When lava buries plants and shrubs, methane gas is produced as a byproduct of burning vegetation.
Methane gas can seep into subsurface voids and explode when heated, or emerge from cracks in the ground several feet away from the lava. When ignited, the methane produces a blue flame.
With the eruption from Kilauea showing no signs of slowing down, at the moment, we may see even stranger things from this volcano.
Fissures are caused as lava forces its way through underground tubes, which connect the main magma chamber of the volcano with the ocean.
Many of these lava tubes exist on the island, and some become sealed off as lava congeals and hardens. This forces the lava through the remaining tubes.
With the increased flow due to this new eruption from Kilauea, combined with few paths for the lava to follow, the added pressure in the lava tubes has caused some of the tubes that lie just beneath the surface to break open, exposing the lava to the open air.
Kīlauea is a currently active shield volcano in the Hawaiian Islands, and the most active of the five volcanoes that together form the island of Hawaiʻi.
Located along the southern shore of the island, the volcano is between 300,000 and 600,000 years old and emerged above sea level about 100,000 years ago.
It is the second youngest product of the Hawaiian hotspot and the current eruptive center of the Hawaiian–Emperor seamount chain.

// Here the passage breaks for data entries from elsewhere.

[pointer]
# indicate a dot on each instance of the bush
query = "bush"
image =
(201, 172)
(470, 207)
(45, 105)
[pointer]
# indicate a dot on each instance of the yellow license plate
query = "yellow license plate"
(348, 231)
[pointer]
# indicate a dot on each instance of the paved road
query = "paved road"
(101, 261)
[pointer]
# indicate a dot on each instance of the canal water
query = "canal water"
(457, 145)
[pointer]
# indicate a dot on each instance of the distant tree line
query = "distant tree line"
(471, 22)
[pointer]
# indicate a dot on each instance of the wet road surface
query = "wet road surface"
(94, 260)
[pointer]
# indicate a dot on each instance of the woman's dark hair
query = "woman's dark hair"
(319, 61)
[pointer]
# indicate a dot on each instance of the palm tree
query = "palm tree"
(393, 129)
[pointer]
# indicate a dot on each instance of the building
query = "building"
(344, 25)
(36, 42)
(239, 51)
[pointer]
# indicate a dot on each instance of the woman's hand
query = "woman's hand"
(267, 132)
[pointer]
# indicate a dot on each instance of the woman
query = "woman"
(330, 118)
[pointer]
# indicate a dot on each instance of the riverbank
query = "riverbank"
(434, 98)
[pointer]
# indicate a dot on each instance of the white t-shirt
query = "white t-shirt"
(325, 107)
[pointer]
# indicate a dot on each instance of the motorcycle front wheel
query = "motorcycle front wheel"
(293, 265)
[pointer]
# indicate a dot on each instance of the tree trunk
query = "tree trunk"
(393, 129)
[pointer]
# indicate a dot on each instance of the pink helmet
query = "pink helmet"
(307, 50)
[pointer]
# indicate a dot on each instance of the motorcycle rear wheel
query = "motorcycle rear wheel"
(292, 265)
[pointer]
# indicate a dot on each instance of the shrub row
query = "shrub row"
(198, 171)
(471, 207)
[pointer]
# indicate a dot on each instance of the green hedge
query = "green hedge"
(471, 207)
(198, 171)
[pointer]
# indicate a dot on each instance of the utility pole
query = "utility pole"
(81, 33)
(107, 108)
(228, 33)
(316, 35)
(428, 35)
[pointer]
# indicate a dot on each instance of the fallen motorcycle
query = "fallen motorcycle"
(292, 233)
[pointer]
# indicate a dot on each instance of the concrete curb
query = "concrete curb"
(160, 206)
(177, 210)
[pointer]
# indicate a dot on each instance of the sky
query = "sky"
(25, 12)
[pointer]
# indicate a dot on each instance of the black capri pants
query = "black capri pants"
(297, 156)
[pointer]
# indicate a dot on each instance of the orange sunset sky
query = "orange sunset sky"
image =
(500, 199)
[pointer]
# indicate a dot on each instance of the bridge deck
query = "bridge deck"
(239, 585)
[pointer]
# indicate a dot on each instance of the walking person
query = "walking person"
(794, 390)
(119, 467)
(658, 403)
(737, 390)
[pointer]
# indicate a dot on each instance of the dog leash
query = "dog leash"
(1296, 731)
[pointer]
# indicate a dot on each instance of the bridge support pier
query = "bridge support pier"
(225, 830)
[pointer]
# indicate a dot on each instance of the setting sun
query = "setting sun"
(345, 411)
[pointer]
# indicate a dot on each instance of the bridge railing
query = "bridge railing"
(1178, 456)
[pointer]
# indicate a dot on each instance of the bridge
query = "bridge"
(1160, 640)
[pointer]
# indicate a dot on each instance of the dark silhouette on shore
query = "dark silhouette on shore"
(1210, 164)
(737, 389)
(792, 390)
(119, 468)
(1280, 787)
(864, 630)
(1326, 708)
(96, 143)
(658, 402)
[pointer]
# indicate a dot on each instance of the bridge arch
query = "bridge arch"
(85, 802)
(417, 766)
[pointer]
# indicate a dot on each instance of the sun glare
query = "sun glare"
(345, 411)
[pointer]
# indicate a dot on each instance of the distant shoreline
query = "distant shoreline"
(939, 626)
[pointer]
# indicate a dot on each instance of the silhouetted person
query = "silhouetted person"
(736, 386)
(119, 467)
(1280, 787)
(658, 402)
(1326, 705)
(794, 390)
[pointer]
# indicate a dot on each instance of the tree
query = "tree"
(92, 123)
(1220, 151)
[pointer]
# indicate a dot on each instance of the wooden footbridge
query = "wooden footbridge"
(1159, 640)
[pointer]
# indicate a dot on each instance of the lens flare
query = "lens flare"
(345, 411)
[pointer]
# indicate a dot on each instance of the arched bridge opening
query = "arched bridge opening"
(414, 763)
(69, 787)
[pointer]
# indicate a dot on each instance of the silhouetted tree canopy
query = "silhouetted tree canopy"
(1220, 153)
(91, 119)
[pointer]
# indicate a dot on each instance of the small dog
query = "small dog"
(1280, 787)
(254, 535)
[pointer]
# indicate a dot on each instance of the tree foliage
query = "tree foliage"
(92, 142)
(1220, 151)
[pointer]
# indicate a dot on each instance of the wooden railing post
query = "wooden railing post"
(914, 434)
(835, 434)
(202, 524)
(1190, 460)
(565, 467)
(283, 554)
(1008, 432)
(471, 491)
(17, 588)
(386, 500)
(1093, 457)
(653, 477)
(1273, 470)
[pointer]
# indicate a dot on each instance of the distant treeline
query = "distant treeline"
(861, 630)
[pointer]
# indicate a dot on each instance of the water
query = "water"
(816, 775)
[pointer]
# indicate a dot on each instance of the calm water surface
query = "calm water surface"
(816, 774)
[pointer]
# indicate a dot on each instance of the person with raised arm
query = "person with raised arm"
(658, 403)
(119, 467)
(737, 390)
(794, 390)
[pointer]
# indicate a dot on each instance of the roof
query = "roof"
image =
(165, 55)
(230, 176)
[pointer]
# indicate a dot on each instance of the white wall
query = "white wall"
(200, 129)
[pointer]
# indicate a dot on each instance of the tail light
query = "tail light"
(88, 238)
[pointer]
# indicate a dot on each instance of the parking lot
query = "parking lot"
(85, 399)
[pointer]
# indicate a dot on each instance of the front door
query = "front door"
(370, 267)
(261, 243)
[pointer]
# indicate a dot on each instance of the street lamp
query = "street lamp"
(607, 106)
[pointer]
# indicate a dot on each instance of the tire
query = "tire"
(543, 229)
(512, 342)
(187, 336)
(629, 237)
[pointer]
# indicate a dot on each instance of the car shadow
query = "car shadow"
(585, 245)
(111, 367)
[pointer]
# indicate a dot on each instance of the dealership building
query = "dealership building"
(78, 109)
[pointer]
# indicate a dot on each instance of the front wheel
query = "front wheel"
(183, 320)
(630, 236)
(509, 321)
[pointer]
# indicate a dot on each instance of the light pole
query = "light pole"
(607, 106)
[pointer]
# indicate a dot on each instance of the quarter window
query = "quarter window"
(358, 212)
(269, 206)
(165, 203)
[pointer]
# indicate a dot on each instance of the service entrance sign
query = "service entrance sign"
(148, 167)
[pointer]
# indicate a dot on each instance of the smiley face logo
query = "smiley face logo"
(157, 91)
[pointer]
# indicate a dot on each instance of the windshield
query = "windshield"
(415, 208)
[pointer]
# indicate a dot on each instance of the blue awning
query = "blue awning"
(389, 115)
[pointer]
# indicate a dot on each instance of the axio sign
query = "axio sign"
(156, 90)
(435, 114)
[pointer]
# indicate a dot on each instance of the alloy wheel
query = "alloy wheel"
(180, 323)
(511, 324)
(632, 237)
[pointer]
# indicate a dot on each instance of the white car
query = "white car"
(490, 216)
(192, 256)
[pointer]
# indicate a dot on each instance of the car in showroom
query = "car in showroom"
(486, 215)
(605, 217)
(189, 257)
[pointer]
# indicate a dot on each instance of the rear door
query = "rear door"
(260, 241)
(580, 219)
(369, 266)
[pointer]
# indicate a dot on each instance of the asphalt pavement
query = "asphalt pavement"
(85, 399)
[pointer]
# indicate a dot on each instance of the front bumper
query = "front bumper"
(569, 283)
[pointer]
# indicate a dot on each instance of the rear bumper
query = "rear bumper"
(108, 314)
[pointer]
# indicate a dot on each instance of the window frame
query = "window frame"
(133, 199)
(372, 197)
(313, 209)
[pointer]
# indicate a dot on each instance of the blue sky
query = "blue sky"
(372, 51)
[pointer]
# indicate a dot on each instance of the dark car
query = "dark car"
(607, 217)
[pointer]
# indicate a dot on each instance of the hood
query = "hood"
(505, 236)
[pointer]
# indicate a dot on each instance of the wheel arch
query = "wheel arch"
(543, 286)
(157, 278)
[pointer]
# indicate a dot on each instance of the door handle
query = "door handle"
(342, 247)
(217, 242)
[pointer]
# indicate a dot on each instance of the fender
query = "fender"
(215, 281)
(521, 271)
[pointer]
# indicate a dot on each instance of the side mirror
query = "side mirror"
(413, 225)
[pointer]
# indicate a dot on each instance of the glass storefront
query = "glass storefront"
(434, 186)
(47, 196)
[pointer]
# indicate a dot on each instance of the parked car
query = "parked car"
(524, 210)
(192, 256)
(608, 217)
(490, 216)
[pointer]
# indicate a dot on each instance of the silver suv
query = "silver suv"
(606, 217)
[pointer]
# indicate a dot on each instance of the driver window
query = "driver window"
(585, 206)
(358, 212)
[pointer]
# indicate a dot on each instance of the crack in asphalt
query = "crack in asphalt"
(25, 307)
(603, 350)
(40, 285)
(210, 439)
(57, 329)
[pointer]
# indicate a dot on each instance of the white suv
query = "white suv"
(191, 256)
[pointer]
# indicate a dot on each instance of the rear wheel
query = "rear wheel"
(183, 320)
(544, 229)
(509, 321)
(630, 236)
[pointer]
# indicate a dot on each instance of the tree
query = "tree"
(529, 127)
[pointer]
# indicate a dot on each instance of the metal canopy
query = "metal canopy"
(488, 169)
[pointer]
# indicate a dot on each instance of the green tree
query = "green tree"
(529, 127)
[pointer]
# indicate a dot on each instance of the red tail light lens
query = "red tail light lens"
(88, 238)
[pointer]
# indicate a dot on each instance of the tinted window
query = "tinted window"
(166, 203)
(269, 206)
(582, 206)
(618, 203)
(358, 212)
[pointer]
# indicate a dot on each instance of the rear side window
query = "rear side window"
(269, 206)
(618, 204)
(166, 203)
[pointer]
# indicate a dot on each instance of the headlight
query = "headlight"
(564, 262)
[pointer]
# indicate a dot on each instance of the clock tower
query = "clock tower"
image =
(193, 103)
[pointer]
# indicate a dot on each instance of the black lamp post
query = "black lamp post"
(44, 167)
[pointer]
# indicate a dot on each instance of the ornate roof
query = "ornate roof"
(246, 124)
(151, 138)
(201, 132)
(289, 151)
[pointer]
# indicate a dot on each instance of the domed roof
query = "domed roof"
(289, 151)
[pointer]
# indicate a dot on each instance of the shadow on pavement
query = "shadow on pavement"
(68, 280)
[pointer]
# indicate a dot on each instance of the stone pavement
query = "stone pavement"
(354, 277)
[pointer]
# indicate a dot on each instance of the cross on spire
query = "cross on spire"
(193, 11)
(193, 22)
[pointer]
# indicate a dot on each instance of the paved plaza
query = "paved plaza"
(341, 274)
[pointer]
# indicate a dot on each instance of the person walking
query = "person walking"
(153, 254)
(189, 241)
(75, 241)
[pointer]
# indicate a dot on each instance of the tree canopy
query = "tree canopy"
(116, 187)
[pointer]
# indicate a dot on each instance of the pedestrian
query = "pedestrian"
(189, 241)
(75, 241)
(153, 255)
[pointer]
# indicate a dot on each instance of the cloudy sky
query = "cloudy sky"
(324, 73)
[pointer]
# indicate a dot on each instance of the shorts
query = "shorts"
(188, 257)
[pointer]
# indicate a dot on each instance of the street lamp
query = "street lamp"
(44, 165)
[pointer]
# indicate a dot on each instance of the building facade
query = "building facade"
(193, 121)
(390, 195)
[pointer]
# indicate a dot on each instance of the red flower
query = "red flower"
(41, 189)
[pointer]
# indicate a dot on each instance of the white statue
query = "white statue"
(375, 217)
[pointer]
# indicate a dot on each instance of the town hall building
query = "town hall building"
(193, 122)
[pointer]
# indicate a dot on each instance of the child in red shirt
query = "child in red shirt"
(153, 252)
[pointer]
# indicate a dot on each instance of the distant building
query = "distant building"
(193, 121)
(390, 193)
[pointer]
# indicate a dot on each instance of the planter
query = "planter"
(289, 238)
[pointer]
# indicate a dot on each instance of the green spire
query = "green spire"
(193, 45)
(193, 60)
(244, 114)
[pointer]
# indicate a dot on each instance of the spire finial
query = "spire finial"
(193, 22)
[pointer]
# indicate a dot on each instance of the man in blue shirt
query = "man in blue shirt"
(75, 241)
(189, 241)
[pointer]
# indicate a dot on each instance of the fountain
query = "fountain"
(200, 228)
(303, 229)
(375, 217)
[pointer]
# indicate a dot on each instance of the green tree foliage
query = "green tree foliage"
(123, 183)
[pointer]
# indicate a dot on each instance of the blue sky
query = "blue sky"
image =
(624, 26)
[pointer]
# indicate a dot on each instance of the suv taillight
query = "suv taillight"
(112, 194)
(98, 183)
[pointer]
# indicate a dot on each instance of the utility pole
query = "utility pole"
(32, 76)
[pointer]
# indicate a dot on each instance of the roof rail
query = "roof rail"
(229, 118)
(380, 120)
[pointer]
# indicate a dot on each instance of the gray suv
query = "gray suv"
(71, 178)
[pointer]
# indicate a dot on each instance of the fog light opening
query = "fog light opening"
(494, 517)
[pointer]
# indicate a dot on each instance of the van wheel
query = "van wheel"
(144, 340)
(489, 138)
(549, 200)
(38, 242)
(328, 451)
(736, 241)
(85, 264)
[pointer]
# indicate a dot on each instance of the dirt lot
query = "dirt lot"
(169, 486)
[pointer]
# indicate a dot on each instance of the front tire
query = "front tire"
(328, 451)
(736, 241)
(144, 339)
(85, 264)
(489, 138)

Because it lacks topographic prominence and its activities historically coincided with those of Mauna Loa, Kīlauea was once thought to be a satellite of its much larger neighbor.
Structurally, Kīlauea has a large, fairly recently formed caldera at its summit and two active rift zones, one extending 125 km (78 mi) east and the other 35 km (22 mi) west, as an active fault of unknown depth moving vertically an average of 2 to 20 mm (0.1 to 0.8 in) per year.
Kīlauea has been erupting nearly continuously since 1983 and has caused considerable property damage, including the destruction of the town of Kalapana in 1990.
On May 3, 2018, several lava vents opened in the lower Puna area, downrift from the summit.
The new volcanic episode was accompanied by a strong earthquake of Mw 6.9, and nearly 2,000 residents were evacuated from Leilani Estates and the adjacent Lanipuna Gardens development.
By May 9, 2018, the eruption had destroyed 27 houses in the Leilani Estates subdivision. On May 17, 2018 at 4:17 AM, the volcano explosively erupted, throwing ash 30,000 feet into the air.